Paul Derinzy, however, was just at that period of his life when everything is rose-coloured. He was even young enough to enjoy looking at himself in the glass, which is indeed a proof of youth; for there is no face or no company a man so soon gets sick of as his own. But Paul stood before the little glass behind the washing-screen settling his hat, and gazing at himself very complacently, even going so far as to fetch another little glass from his drawer, and by aid of the two ascertaining that his back parting was perfectly straight. As he replaced the glass, he took out a yellow rosebud, carefully wrapped in wool, cleared it from its envelope, and sticking it in his buttonhole, took his departure.

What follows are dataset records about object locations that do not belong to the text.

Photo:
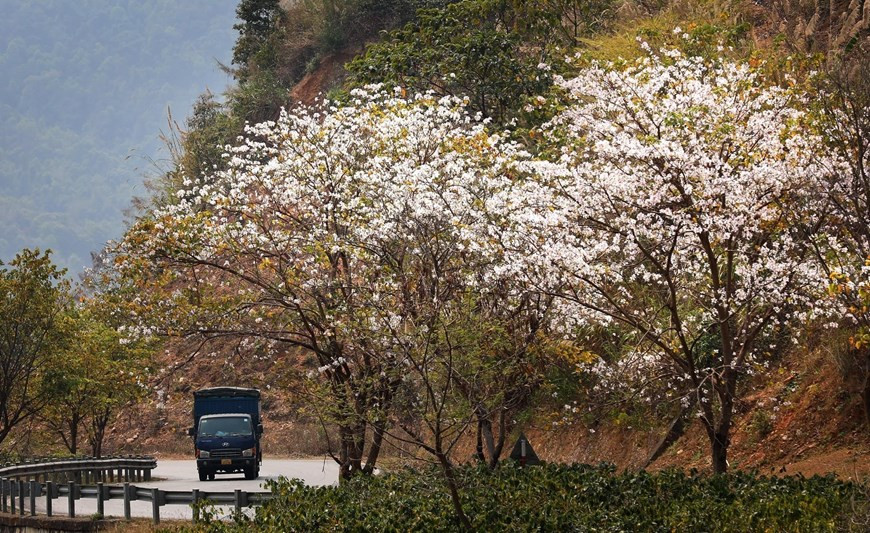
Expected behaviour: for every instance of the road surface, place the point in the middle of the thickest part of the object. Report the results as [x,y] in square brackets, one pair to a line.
[181,475]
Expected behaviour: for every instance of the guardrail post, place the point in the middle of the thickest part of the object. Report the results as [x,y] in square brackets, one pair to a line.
[195,494]
[21,497]
[32,497]
[49,496]
[71,498]
[101,500]
[126,501]
[155,505]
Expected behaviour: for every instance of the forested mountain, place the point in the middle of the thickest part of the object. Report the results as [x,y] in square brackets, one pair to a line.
[84,92]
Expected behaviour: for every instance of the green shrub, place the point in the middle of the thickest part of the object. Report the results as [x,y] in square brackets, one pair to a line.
[559,498]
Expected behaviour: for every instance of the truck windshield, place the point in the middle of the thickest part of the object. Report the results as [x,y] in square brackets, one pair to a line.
[239,426]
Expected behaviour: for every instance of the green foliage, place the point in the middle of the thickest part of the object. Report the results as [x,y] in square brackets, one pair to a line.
[760,425]
[34,332]
[258,19]
[559,498]
[488,51]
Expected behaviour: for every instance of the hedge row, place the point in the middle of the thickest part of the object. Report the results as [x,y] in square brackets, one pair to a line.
[560,498]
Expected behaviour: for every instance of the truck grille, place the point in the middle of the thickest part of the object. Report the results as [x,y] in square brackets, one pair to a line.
[227,452]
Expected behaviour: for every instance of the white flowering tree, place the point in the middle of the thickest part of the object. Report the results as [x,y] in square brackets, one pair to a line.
[679,209]
[352,233]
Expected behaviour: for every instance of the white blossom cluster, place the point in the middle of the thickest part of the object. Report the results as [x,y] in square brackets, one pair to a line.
[679,208]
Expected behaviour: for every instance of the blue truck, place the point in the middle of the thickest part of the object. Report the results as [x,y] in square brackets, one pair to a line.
[226,431]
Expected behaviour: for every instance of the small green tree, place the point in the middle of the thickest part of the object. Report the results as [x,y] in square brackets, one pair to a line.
[102,372]
[34,327]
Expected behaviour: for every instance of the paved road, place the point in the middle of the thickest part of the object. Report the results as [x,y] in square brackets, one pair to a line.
[181,475]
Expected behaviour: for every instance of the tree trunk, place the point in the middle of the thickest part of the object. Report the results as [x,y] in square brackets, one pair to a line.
[865,394]
[720,453]
[378,429]
[450,477]
[481,457]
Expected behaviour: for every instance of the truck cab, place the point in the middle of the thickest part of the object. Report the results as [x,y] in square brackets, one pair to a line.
[227,432]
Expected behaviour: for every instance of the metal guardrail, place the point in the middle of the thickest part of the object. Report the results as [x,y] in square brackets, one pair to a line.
[20,491]
[84,469]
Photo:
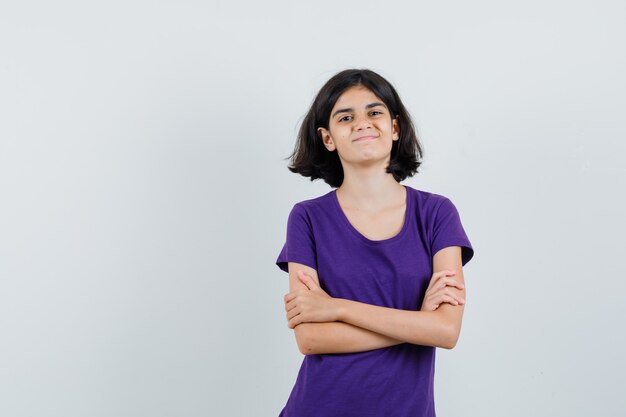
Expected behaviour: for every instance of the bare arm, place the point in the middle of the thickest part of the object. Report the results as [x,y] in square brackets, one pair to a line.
[335,336]
[439,328]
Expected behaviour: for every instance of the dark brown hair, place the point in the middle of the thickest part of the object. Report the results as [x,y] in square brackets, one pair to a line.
[310,157]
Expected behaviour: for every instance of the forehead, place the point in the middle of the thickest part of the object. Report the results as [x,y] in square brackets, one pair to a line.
[356,97]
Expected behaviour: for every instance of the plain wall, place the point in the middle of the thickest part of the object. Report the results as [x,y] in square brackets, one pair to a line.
[144,196]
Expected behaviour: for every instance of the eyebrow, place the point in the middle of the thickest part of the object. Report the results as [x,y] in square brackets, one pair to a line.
[348,110]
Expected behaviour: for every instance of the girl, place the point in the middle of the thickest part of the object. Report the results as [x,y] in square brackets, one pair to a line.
[375,267]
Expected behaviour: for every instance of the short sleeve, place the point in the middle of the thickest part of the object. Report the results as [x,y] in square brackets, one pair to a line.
[448,231]
[300,242]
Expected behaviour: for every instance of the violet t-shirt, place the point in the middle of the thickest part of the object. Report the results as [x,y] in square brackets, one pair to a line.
[395,381]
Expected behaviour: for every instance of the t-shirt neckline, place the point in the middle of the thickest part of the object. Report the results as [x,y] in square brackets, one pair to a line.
[360,236]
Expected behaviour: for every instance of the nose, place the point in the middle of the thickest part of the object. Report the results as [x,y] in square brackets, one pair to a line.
[362,122]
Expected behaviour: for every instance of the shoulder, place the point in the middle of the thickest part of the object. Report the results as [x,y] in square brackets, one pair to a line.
[426,201]
[313,205]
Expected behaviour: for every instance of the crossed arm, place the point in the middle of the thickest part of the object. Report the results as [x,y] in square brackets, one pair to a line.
[323,324]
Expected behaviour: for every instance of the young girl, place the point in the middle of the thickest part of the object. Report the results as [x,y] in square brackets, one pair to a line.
[375,267]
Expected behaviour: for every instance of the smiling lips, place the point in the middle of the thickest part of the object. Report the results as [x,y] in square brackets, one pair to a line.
[365,138]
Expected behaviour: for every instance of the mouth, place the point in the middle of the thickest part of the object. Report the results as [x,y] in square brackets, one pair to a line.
[365,138]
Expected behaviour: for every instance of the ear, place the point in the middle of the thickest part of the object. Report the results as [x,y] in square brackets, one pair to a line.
[324,134]
[395,128]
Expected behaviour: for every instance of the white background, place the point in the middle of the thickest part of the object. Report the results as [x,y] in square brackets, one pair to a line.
[144,196]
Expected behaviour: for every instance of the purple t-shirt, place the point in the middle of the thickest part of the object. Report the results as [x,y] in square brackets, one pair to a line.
[395,381]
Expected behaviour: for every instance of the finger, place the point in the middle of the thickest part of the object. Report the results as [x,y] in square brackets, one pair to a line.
[292,313]
[304,279]
[293,322]
[449,282]
[447,298]
[290,305]
[290,296]
[308,280]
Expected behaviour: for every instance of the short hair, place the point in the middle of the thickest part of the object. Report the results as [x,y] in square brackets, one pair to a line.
[310,157]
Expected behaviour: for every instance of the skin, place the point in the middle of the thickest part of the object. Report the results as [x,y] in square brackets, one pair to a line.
[361,130]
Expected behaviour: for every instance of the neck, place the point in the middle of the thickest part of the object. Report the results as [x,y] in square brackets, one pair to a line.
[369,188]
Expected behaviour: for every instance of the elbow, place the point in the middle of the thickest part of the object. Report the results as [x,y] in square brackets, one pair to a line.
[303,340]
[450,338]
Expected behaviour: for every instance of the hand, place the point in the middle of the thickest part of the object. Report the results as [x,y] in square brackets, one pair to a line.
[309,305]
[438,292]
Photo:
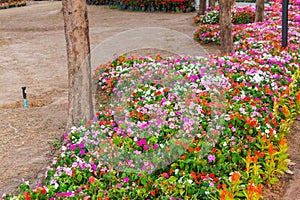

Paul looked up at the Horse-Guards clock as he passed by, and finding that he had plenty of time to spare, walked slowly up Whitehall. The muslin-cravated, fresh-coloured, country gentlemen at the Union Club, and the dyed and grizzled veterans at the Senior United, looked out of the window at the young man as he passed, and envied him his youth and his health and his good looks. He strolled up Waterloo Place just as the insurance-offices with which that district abounds were being closed for the half-holiday, and the insurance-clerks, young gentlemen who, for the most part, mould themselves in dress and manners upon Government officials, took mental notes of Paul's clothes, and determined to have them closely imitated so soon as the state of their salaries permitted. Quite unconscious of this sincerest flattery, Paul continued his walk, striking across into Piccadilly, and lounging leisurely along until he came to the Green Park, which he entered, and sat down for a few minutes. It was the dull time of the day--when the lower half of society was at dinner, and the upper half at luncheon--and there was scarcely anyone about. After a short rest, Paul looked at his watch, and muttering to himself, "She can't have started yet; I may just as well have the satisfaction of letting my eyes rest on her as she walks to the Gardens," he rose, and turned his steps back again. He turned up Bond Street, and off through Conduit Street into George Street, Hanover Square, and there, just by St. George's Church, he stopped.